To restore trust, you need to dilute media concentration and support media diversity. It is only strong, independent, truthful and fearless reporting that will engender trust in the media. And the starting point is establishing a framework for the independence and accountability of all media players.
Until steps like these are taken the status quo will remain and media generally will be viewed with suspicion if not contempt. It is only when media is democratised, when reporting is desensationalised and when journalists are freed from proprietorial dictates that people will come to respect and hence to trust the media. Until then, unfortunately, no, you can’t trust the media.

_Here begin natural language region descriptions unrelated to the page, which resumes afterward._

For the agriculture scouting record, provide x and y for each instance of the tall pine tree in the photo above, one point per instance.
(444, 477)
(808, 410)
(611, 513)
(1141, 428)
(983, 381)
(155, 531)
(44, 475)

Concerns about our media are only one small part of the concerns we all need to have. The greatest concern for young people is that they are locked into policies that will mean they are locked into a lifetime of obligation and no power. Young people need to think about what’s happening and remember that in 20-30 years from now they’ll be paying for it all as well as supporting the legacy of the current generation in power. You need to start thinking about that now and you need to start doing something about it.